Dikisahkan bahwa ada seorang lelaki miskin yang mencari nafkahnya hanya
dengan mengumpulkan kayu bakar lalu menjualnya di pasar. Hasil yang ia
dapatkan hanya cukup untuk makan. Bahkan, kadang-kadang tak mencukupi
kebutuhannya. Tetapi, ia terkenal sebagai orang yang sabar.
Pada suatu hari, seperti biasanya dia pergi ke hutan untuk mengumpulkan
kayu bakar. Setelah cukup lama dia berhasil mengumpulkan sepikul besar
kayu bakar. Ia lalu memikulnya di pundaknya sambil berjalan menuju pasar.
Setibanya di pasar ternyata orang-orang sangat ramai dan agak berdesakan.
Karena khawatir orang-orang akan terkena ujung kayu yang agak runcing, ia
lalu berteriak, “Minggir… minggir! kayu bakar mau lewat!.”

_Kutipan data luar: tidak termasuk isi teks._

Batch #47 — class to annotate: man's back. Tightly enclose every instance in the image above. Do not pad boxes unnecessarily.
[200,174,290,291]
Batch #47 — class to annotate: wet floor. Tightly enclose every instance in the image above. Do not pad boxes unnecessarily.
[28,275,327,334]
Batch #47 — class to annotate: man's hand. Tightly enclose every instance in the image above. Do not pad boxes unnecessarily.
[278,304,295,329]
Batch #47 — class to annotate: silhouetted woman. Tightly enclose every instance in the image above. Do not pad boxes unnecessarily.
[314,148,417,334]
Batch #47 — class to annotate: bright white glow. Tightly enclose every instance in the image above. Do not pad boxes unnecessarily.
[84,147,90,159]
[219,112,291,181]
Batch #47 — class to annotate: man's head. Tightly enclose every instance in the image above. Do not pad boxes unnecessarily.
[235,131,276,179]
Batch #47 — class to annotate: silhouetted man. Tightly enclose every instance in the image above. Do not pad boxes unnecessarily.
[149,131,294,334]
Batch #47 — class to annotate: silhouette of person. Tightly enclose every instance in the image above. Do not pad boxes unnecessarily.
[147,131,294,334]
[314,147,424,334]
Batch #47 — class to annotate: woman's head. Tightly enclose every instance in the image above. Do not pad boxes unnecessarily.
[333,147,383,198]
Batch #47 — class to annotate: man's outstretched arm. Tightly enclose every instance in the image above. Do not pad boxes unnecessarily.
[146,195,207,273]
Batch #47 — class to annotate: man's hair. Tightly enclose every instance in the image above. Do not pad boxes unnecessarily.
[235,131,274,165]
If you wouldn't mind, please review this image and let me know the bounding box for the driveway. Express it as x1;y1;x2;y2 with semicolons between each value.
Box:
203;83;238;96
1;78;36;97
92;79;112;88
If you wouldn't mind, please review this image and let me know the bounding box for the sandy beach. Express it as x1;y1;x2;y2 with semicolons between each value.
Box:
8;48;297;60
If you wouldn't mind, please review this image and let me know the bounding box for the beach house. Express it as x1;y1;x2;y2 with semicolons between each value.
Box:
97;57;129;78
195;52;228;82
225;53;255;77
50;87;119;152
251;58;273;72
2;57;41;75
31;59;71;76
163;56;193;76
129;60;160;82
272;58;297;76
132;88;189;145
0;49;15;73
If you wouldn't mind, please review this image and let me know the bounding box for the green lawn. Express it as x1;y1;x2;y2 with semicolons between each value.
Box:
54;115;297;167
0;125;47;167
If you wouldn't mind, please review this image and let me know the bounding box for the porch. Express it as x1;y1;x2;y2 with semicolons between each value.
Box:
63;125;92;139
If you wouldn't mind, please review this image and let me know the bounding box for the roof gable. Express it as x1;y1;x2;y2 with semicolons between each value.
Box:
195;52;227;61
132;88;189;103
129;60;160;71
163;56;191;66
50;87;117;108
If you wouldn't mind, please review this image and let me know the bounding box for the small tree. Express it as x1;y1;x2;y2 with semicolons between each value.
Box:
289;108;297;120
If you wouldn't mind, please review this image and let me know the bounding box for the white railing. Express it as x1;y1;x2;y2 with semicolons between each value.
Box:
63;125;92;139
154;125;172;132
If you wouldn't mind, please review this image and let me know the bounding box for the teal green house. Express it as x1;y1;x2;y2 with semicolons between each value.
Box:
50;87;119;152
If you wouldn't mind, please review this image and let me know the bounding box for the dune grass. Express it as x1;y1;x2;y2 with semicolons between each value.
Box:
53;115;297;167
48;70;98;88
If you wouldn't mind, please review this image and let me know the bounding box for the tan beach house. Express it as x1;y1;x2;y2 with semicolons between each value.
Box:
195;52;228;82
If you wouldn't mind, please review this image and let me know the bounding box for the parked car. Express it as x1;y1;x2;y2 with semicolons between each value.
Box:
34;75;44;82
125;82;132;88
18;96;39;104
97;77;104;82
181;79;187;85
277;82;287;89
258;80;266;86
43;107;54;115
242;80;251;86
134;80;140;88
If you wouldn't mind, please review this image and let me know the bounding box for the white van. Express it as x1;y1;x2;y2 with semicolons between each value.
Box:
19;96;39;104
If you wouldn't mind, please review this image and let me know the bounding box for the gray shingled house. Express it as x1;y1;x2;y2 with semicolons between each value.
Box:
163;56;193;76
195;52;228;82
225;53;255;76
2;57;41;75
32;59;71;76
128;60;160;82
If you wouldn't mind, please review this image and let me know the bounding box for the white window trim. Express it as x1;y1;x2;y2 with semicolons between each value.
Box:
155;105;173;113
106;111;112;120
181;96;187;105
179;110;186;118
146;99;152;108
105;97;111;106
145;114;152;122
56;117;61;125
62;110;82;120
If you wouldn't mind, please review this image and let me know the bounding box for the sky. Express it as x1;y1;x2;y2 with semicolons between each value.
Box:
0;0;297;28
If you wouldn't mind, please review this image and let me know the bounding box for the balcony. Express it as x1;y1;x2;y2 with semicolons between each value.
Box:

Orang-orang pada minggir memberinya jalan dan agar mereka tidak terkena
ujung kayu. Sementara, ia terus berteriak mengingatkan orang. Tiba-tiba
lewat seorang bangsawan kaya raya di hadapannya tanpa mempedulikan
peringatannya. Kontan saja ia kaget sehingga tak sempat menghindarinya.
Akibatnya, ujung kayu bakarnya itu tersangkut di baju bangsawan itu dan
merobeknya. Bangsawan itu langsung marah-marah kepadanya, dan tak
menghiraukan keadaan si penjual kayu bakar itu. Tak puas dengan itu, ia
kemudian menyeret lelaki itu ke hadapan hakim. Ia ingin menuntut ganti
rugi atas kerusakan bajunya.
Sesampainya di hadapan hakim, orang kaya itu lalu menceritakan kejadiannya
serta maksud kedatangannya menghadap dengan si lelaki itu. Hakim itu lalu
berkata, “Mungkin ia tidak sengaja.” Bangsawan itu membantah. Sementara si
lelaki itu diam saja seribu bahasa. Setelah mengajukan beberapa
kemungkinan yang selalu dibantah oleh bangsawan itu, akhirnya hakim
mengajukan pertanyaan kepada lelaki tukang kayu bakar itu. Namun, setiap
kali hakim itu bertanya, ia tak menjawab sama sekali, ia tetap diam.
Setelah beberapa pertanyaan yang tak dijawab berlalu, sang hakim akhirnya
berkata pada bangsawan itu, “Mungkin orang ini bisu, sehingga dia tidak
bisa memperingatkanmu ketika di pasar tadi.”
Bangsawan itu agak geram mendengar perkataan hakim itu. Ia lalu berkata,
“Tidak mungkin! Ia tidak bisu wahai hakim. Aku mendengarnya berteriak di
pasar tadi. Tidak mungkin sekarang ia bisu!” dengan nada sedikit emosi.
“Pokoknya saya tetap minta ganti,” lanjutnya.
Dengan tenang sambil tersenyum, sang hakim berkata, “Kalau engkau
mendengar teriakannya, mengapa engkau tidak minggir?” Jika ia sudah
memperingatkan, berarti ia tidak bersalah. Anda yang kurang memperdulikan
peringatannya.”
Mendengar keputusan hakim itu, bangsawan itu hanya bisa diam dan bingung.
Ia baru menyadari ucapannya ternyata menjadi bumerang baginya. Akhirnya ia
pun pergi. Dan, lelaki tukang kayu bakar itu pun pergi. Ia selamat dari
tuduhan dan tuntutan bangsawan itu dengan hanya diam.